Homélie pour les obsèques du
Frère Jean GUIROY, 

                                                       le 22 juillet 2006

            Les deux lectures de la fête de Sainte Marie Madeleine conviennent à merveille pour cette célébration.

            Dans le Cantique des Cantiques, il est question de chercher l’être aimé que ce soit étendue sur mon lit ou que ce soit dans la vie active. Autrement dit quoique nous fassions que ce soit toujours en conformité avec ce que le Seigneur attend de nous.

            Le frère Jean a recherché le Seigneur, son bien aimé, durant toute sa vie. Aujourd’hui il l’a trouvé et le voit avec les yeux de la foi. Il a mené sa vie de frère de la congrégation de la mission avec le souci de servir selon ses possibilités. Comme Vincent de Paul, le frère Jean est né dans les Landes à Léon, près de Dax comme Saint Vincent de Paul. St Vincent a peut-être connu la captivité en Barbarie et toi Jean celle d’Allemagne. Comme Vincent, mais par obéissance, tu es monté à Paris, comme on disait, pour être placé à la Maison-Mère afin de servir. Un missionnaire est disponible pour aller où on l’appelle..

           Jean n’a rien fait d’extraordinaire. Tout en poursuivant sa formation de Frère de la Mission, Jean GUIROY entreprenait une spécialité manuelle : celle de cordonnier. Ainsi, durant des années tu allais chausser les confrères prêtres et frères pour les aider au mieux à arpenter les routes des campagnes, les rues des villes, afin d’annoncer la Bonne Nouvelle à la suite de Jésus Christ évangélisateur des pauvres.

            Il avait rêvé d’aller à Madagascar et son territoire de mission s’est retrouvé, en dehors de la captivité, à Dax et depuis 1951 ici à Paris à notre Maison Mère. Tout en poursuivant ton service de cordonnier, tu rendais des services au réfectoire. Deux activités qui devaient permettre aux confrères de garder la santé par la nourriture et le zèle missionnaire.

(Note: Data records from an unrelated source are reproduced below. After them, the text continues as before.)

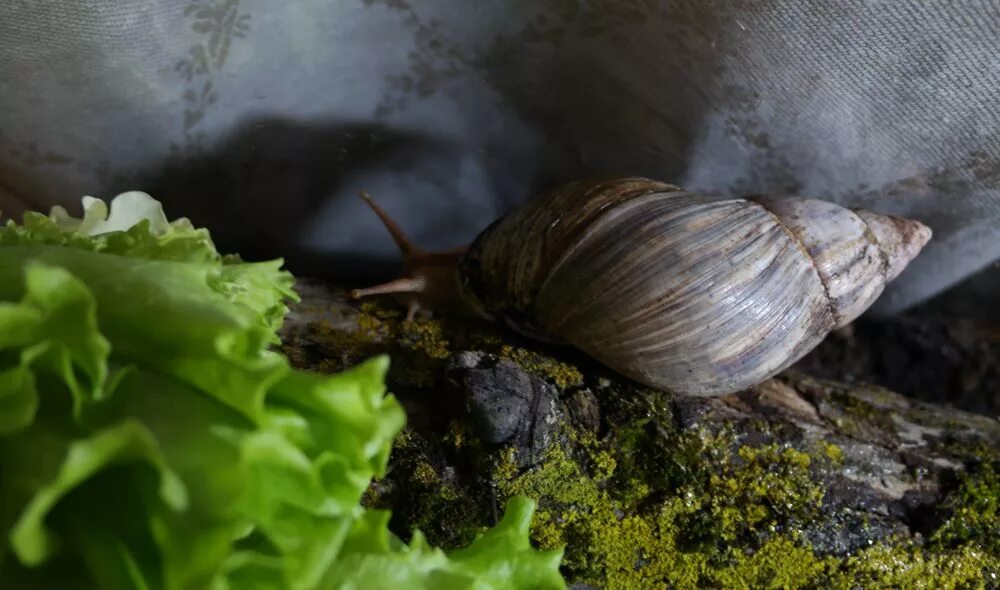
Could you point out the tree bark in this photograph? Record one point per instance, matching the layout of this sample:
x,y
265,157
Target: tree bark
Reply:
x,y
796,482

            En 1987 des ennuis de santé  t’ont conduit à notre  Centre médicalisé. Lorsque les ennuis de santé te le permettaient, tu poursuivais ton aide au réfectoire de l’infirmerie mais aussi au jardin que tu aimais entretenir avec soin. Tu savais le fleurir

            Vie de travail mais aussi vie de prière régulière et fidèle. Souvent tu m’as dit lorsque j’allais te saluer dans ta chambre, que la «volonté du Seigneur soit faite». Tu aimais également faire une lecture à la messe dominicale. C’était ta manière de partager ta foi.

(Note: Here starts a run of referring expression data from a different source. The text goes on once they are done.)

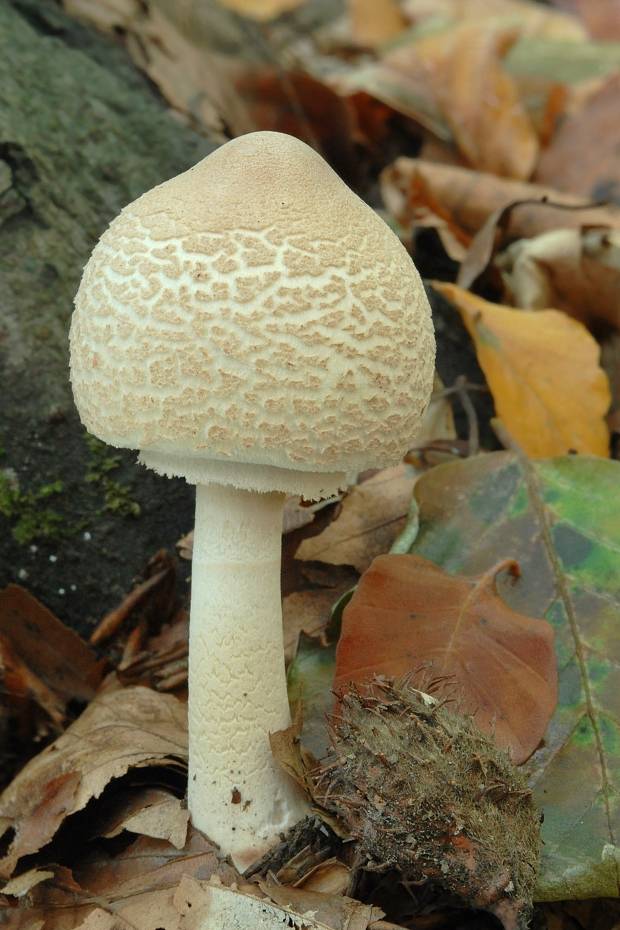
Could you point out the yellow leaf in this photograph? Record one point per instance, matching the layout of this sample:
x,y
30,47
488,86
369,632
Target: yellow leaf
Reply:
x,y
262,10
543,371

            Dans l’évangile que l’église nous propose, l’attitude de Marie Madeleine peut nous aider aussi à reconnaître le Christ dans les gestes de la vie quotidienne. Elle arrive au tombeau, se penche, aperçoit deux anges mais le corps du Christ n’est plus là.

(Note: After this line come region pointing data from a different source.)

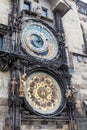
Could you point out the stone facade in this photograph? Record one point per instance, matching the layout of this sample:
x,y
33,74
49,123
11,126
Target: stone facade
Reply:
x,y
74,26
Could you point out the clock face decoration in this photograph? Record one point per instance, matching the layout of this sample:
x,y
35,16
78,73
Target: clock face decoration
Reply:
x,y
39,41
43,93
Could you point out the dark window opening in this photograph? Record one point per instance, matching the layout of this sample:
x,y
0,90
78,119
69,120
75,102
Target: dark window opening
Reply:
x,y
44,12
27,6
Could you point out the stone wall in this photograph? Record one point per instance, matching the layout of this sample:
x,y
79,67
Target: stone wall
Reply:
x,y
73,33
42,3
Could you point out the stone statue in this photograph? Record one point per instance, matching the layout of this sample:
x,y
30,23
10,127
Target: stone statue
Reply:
x,y
13,86
22,82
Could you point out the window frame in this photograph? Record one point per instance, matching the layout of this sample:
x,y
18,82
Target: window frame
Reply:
x,y
45,9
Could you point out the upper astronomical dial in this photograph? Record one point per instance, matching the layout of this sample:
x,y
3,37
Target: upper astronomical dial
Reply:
x,y
39,41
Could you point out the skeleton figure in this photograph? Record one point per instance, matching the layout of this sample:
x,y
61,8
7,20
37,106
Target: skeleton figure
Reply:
x,y
68,93
22,82
13,86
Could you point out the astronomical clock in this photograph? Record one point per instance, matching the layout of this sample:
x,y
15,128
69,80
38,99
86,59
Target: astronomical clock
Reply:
x,y
44,87
38,41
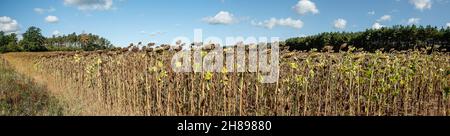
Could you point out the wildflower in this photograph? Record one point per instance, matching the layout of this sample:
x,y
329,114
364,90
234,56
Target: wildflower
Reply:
x,y
224,70
99,61
208,76
160,64
293,65
76,58
204,53
178,64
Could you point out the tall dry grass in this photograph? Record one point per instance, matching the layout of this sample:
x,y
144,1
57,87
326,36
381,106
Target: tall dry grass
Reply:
x,y
310,83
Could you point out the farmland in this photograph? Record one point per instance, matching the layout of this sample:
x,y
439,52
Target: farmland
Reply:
x,y
311,83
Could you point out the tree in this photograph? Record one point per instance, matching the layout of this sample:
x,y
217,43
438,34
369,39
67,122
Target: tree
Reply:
x,y
33,40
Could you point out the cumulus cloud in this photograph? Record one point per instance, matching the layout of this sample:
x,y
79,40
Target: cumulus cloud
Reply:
x,y
421,4
223,17
42,10
413,21
340,23
288,22
51,19
377,25
9,25
56,33
306,6
385,18
90,4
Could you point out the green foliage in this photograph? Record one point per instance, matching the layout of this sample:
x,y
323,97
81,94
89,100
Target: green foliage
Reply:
x,y
396,37
8,43
33,40
86,42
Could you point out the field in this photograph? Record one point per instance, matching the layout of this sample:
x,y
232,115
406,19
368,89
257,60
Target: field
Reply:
x,y
21,96
310,84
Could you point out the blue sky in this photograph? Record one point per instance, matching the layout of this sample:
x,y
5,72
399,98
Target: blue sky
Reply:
x,y
126,21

            «Femme pourquoi, pleures-tu ? Qui cherches-tu ?» Marie ne le reconnaît pas alors qu’elle est en face Elle voit avec ses yeux humains. Jésus lui dit alors «Marie !»

            C’est Jésus qui prend l’initiative, sa reconnaissance n’est pas d’abord visuelle mais au son de sa voix, en reconnaît la voix de l’être aimé.  Tout vient du ressuscité.

            Une fois reconnu, Jésus se détache d’elle, comme pour annoncer qu’il ne faut plus regarder le Christ avec les yeux humains mais avec les yeux de la foi. Jésus lui confie une mission : «Va vers mes frères pour leur dire que je monte vers mon Père et votre Père, vers mon Dieu et votre Dieu.»

            Dieu se manifeste par sa parole :

  • au Sinaï Dieu donne les 10 commandements,
  • dans l’Évangile, Dieu nous donne sa Bonne Nouvelle.

            Le ressuscité se manifeste dans les jardins de notre vie, comme il l’a fait dans le Frère Guiroy. Sa vocation de frère a été une vie de fidélité à Dieu, fidélité dans la prière, fidélité dans le service.

            Il ne faut pas rêver d’un Dieu que dans de grandes occasions, c’est jour après jour que Jésus se manifeste et nous invite à aller en mission. Notre prière quotidienne, le sacrifice eucharistique, c’est une de nos missions. Les attentions et les services que nous pouvons accomplir auprès des autres sont une manière d’évangéliser les pauvres.

            Que le Seigneur accueille celui qui a essayé de vivre en union avec Lui.